According to the National Demolition Association (NDA), the final rule adds a new subdefinition to the term “construction, prosecution, completion or repair” to the existing regulation to clarify when demolition and similar activities are covered by the Davis-Bacon labor standards. Specifically, the final rule clarifies that demolition and removal activities are subject to DBRA labor standards when such activities in and of themselves constitute the construction, alteration or repair of a building or work.

If the demolition is part of a contract for the construction of a building or work or if such construction is contemplated as part of a future contract, then the demolition is also within the scope of the DBRA labor standards.

DOL’s states published guidance, this new sub-definition “is already reflected in current DBRA sub-regulatory guidance and the Service Contract Act regulations and does not expand coverage or increase burdens or complexity.” However, the NDA says it will be closely monitoring DOL’s implementation of these regulations and will follow up with the department as necessary.

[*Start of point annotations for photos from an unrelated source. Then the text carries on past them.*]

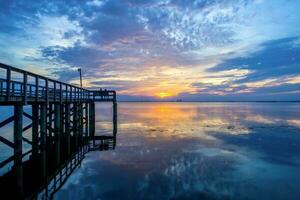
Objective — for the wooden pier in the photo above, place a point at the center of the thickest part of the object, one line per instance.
(62, 124)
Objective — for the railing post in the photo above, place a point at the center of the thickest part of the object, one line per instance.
(75, 123)
(57, 131)
(36, 88)
(43, 131)
(25, 88)
(47, 91)
(18, 126)
(92, 120)
(8, 79)
(67, 127)
(35, 129)
(60, 93)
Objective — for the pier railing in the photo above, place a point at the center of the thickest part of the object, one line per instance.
(18, 85)
(61, 122)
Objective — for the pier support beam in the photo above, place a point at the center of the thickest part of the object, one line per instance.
(92, 120)
(57, 131)
(68, 128)
(75, 124)
(18, 126)
(43, 136)
(35, 129)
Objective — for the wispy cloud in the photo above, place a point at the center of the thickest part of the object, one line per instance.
(188, 49)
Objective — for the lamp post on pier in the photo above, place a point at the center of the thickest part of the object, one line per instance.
(79, 70)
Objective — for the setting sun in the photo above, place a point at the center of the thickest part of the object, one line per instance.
(163, 95)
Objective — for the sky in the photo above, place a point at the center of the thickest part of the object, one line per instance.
(193, 50)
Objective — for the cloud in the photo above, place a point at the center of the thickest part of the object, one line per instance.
(139, 47)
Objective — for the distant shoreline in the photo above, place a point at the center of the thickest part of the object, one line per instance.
(210, 101)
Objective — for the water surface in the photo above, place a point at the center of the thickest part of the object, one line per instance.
(194, 151)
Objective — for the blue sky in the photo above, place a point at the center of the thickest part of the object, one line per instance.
(154, 49)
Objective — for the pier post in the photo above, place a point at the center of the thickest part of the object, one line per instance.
(75, 124)
(115, 114)
(18, 126)
(86, 122)
(43, 136)
(67, 127)
(81, 127)
(35, 129)
(92, 120)
(57, 131)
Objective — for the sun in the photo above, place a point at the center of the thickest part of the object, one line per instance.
(163, 95)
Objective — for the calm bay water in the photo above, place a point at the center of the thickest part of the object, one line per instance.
(194, 151)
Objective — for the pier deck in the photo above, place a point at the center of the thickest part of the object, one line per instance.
(62, 125)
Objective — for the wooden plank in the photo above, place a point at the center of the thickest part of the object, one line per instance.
(6, 121)
(7, 142)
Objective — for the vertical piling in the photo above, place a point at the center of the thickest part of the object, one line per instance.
(57, 131)
(86, 122)
(75, 123)
(18, 126)
(92, 120)
(43, 136)
(67, 127)
(35, 129)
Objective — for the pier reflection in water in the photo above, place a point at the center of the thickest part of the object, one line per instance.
(42, 177)
(194, 151)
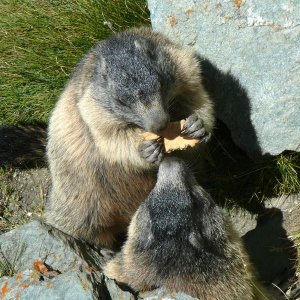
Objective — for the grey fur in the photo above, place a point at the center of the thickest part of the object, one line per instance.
(181, 240)
(101, 168)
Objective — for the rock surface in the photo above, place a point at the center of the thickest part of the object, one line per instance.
(47, 264)
(251, 64)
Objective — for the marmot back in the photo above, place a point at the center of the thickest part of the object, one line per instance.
(101, 168)
(179, 239)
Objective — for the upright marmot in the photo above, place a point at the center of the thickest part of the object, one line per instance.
(101, 170)
(179, 239)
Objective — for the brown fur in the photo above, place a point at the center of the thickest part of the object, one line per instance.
(99, 178)
(138, 270)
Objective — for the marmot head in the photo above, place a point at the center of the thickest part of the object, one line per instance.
(138, 75)
(182, 216)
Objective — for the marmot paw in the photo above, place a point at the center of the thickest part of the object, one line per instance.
(194, 128)
(152, 150)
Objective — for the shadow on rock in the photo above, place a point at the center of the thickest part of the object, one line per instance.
(233, 106)
(271, 251)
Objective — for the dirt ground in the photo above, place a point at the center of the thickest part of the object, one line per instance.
(22, 196)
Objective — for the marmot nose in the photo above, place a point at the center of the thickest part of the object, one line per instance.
(156, 122)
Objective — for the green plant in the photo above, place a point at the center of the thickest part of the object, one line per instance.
(41, 42)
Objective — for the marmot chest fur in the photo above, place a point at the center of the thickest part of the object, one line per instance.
(101, 170)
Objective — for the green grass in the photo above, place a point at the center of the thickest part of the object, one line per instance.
(41, 42)
(236, 181)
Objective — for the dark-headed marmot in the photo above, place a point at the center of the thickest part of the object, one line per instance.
(101, 170)
(179, 239)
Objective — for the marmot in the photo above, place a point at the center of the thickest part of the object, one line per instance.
(101, 170)
(181, 240)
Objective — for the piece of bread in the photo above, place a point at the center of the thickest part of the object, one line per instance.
(173, 140)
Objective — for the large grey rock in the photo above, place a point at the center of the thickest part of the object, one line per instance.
(48, 264)
(251, 66)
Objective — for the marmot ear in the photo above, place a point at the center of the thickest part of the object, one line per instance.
(102, 70)
(146, 47)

A summary of the final rule along with guidance from DOL, courtesy of NDA, is detailed below:

  • Updates the DOL’s definition of “prevailing wage” to return it to the definition used from 1935 to 1983.
  • Makes the prevailing wage equivalent to the wage paid to at least 30 percent of workers, rather than 50 percent of workers, in a given trade in a locality. Prior to the new rule, if the majority of workers in a given trade and locality did not earn a single wage rate, then the prevailing wage was determined by the average wage in a given trade in a locality.
  • Gives the DOL’s Wage and Hour Administrator the express authority to adopt prevailing wages determined by state and local governments, issue wage determinations for labor classifications where insufficient data was received through the wage survey process and update outdated wage rates.
  • Includes new debarment and anti-retaliation provisions. It also strengthens DOL’s ability to withhold money from a contractor in order to pay employees their lost wages.